Thermal cycling was performed in a PCR thermal cycle (Biomatra,). The PCR cycling conditions were the initial denaturation of 95◦ C for 15 minutes followed by 35 cycles of 94◦ C for 30 seconds, 64◦ C for 40 seconds, and 72◦ C for 45 seconds, with a final elongation at 72◦ C for 10 minutes. The PCR products were found to be 147 bp in length by electrophoresis on 2% agarose gel, stained with 0.5 µg/ml ethidium bromide and then visualized using the gel documentation.
3.6 Polymerase chain reaction-restriction fragment length polymorphisms (PCR- RFLP) for miR 146a (G>C) polymorphism
For RFLP analysis, PCR products were digested with SacI , consisting of 10 µl PCR products, 1 µl of enzyme SacI (NEB,England), 2 µl of 10X buffer and
distilled water 15 µl and incubated at 37◦ C for overnight.
3.7 Polyacrylamide gel electrophoresis
The product sizes were verified on 10% polyacrylamide gel electrophoresis (add 3.75 ml for 30% acrylamide, 167 µl for 10% APS, 1.25 ml for 10xTBE, 9.8 ml for distillation water and 20 µl for TEMED), stained with 0.5 µg/ml ethidium bromide
and then visualized using the gel documentation. The product presented 3 different patterns : a single 147 bp fragment for the GG genotype; two fragments of 122 and 25 bp for the CC genotype ; and three fragments of 147, 122 and 25 bp for the GC genotype, respectively.

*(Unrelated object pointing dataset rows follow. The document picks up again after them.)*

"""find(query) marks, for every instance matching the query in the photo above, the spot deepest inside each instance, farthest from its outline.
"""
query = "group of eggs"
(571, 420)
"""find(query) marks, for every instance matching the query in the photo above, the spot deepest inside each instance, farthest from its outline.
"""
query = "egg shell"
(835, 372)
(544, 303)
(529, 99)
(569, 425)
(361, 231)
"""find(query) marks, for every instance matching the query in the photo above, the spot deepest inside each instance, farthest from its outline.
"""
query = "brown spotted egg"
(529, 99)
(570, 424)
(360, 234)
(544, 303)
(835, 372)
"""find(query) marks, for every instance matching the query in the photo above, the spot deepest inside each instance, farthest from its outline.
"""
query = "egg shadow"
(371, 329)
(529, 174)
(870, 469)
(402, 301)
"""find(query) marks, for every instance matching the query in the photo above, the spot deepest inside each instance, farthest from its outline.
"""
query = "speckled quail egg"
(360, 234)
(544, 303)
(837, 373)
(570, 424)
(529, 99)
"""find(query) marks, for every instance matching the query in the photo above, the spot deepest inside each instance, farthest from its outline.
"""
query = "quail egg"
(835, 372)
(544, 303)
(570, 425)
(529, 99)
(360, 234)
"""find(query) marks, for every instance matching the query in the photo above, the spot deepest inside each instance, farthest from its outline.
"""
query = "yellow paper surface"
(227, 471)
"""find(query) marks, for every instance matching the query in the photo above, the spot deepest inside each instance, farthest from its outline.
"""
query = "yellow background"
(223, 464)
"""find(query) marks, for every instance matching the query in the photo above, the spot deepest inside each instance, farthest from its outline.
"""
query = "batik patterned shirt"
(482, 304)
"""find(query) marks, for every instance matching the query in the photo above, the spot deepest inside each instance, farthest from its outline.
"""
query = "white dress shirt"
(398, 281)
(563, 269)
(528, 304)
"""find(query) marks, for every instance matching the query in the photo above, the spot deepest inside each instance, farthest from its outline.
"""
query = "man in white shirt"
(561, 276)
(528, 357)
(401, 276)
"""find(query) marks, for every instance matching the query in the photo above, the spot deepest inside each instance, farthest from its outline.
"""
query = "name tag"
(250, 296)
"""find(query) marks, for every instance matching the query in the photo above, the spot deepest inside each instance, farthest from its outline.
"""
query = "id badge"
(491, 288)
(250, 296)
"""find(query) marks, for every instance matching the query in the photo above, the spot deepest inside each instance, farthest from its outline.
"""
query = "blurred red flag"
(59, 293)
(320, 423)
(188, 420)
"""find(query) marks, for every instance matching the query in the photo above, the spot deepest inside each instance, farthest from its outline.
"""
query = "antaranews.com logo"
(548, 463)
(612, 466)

3.8 Quality control procedures
The reagents for PCR were carefully aliquoted to avoid PCR contamination.
A negative control (no DNA template) was added in each assay to monitor PCR contamination.
3.9 Statistical analysis
Comparisons between the genotype distribution between ALL cases and normal control group including the association study between miR 146a genotypes and ALL susceptibility were analyzed by Chi-square test. Moreover, the association between the demographic including clinico-pathological data and the distribution of the miR 146a genotypes in ALL patients were calculated by Chi-square test. SPSS version 17.0 program (SPSS Inc., Chicago, USA) was used for statistical analysis.
Crude odds ratios (OR) and 95% confidence intervals (CI) were also calculated. P values less that 0.05 were considered statistically significance.